This Holi is expected to be the warmest in the last five years at least, despite falling close to the winter month of February.
On Sunday, the mercury touched 31.6 degrees Celsius, 6 degrees above normal — making it the hottest February 28 in 10 years and the second hottest Holi-eve in five years.
The day’s minimum, too, was five degrees above normal at 16.6ºC.
The weatherman’s prediction for Monday is 34ºC.
The last time Delhiites came close to such a warm Holi in these five years was in 2008, when the temperature touched 33ºC. But the festival came around the last week of March, by when temperatures are already on their way up.
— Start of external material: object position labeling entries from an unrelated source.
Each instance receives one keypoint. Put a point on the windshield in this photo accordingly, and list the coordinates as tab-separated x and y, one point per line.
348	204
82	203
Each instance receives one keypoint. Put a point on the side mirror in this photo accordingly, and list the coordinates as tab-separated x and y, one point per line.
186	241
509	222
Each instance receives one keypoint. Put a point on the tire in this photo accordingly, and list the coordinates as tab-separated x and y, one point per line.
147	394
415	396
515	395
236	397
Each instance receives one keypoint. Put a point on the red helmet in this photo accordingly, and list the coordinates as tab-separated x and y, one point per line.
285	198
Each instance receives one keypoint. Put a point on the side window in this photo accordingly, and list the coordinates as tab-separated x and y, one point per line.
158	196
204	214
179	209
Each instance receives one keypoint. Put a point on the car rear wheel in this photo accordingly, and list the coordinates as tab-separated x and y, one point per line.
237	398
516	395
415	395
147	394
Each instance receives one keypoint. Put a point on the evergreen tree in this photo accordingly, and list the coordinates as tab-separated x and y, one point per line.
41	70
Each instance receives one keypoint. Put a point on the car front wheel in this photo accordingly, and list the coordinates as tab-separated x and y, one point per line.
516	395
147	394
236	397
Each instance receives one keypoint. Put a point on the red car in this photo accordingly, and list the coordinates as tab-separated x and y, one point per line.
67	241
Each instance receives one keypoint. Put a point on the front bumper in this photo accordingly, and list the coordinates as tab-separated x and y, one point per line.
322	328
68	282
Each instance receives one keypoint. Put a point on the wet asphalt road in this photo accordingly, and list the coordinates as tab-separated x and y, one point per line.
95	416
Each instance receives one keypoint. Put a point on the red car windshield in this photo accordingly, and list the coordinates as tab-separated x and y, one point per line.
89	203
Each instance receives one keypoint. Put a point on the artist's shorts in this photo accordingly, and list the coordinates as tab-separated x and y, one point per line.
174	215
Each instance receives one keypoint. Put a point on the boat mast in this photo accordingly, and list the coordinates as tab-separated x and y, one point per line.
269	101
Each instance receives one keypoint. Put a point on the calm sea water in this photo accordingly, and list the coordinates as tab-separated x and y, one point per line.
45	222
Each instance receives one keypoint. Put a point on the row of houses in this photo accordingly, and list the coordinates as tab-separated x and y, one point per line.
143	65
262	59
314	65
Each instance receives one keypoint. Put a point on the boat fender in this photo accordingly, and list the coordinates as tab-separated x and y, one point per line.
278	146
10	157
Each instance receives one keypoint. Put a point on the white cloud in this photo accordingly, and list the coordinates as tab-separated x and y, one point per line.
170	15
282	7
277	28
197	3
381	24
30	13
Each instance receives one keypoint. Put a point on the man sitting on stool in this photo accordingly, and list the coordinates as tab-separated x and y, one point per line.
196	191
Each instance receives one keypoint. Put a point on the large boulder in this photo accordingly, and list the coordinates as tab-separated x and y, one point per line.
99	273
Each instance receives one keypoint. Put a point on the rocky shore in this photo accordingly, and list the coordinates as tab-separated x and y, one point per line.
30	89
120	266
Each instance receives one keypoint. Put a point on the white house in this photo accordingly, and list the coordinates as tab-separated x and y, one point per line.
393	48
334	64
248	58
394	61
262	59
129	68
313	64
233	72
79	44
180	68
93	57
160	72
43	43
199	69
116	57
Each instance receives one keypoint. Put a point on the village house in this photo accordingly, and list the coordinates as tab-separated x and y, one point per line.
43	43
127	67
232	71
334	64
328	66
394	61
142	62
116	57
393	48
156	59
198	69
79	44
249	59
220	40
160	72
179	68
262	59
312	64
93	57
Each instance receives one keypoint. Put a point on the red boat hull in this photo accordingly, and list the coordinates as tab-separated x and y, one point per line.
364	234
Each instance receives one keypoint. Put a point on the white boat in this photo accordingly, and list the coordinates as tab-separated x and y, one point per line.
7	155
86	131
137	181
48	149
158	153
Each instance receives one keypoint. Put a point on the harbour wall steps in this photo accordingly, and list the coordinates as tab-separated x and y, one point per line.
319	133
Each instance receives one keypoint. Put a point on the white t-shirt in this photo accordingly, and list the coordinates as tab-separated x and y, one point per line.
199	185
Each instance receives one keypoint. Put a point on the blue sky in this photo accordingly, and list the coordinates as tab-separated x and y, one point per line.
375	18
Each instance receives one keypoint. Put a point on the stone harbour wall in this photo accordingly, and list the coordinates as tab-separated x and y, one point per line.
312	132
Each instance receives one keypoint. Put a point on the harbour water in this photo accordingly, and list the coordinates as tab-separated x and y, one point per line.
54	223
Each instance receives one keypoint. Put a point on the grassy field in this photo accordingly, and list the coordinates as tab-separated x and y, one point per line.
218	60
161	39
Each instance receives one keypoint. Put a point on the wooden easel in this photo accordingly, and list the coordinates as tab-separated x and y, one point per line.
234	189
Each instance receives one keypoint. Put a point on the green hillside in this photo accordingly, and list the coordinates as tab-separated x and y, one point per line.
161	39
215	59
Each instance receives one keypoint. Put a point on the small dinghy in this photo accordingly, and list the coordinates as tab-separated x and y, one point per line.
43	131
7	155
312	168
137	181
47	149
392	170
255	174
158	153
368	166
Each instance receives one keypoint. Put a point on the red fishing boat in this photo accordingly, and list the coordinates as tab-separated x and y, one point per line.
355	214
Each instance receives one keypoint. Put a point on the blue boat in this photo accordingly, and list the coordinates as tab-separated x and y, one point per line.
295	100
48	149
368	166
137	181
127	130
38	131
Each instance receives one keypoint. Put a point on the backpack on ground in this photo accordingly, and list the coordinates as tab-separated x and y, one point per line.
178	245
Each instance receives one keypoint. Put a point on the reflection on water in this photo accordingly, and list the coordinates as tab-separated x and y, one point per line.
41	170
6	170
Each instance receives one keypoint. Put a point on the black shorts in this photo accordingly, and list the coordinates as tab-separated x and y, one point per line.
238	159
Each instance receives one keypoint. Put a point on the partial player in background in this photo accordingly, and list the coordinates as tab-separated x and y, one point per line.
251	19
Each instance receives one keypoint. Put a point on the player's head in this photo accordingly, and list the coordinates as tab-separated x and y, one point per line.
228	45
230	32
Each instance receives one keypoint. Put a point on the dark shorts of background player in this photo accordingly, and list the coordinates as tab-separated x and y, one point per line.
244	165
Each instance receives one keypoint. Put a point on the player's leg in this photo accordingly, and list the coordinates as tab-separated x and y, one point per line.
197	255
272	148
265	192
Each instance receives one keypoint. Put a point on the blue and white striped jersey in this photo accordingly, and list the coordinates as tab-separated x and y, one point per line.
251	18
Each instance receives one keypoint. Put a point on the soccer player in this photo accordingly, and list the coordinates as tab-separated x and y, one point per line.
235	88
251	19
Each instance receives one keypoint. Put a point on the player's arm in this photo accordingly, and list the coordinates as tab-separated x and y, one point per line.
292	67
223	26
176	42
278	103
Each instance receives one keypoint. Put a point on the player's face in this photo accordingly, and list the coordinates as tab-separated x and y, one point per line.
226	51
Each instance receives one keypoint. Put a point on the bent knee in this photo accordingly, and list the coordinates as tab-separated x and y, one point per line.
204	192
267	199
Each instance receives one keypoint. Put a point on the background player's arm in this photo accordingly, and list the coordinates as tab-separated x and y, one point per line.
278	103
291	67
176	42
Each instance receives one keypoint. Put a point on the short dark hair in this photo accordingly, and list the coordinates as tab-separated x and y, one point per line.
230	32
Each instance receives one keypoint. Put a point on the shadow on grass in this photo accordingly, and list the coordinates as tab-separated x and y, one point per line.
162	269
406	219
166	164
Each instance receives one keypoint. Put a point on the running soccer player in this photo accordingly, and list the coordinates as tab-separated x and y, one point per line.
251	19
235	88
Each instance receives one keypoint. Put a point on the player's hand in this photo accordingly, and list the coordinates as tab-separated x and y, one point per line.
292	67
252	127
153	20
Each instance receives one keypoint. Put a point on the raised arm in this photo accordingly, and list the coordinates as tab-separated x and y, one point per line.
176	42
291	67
This year, being this close to winter couldn’t ensure a cooler Holi because the process of post-winter warming began earlier too. “The continuous fog did not let the temperatures fall much,” said S.C. Bhan, director, Safdarjung unit of the India Meteorological Department.
The warming can also be attributed to approaching rain clouds over Jammu and Kashmir. “It gets warm here whenever the rain system called Western Disturbance approaches the Himalayas,” said the duty officer at the Safdarjung observatory.
The unseasonal warmth started well in January. There was no real coldwave condition the whole winter because of continuously overcast skies.
“While J&K and Himachal Pradesh saw coldwave conditions, there was no impact on Delhi. We also did not have the ‘dry wind chill’ effect, characteristic of the city’s winter,” said O.P. Sharma, chief meteorologist at Skymet.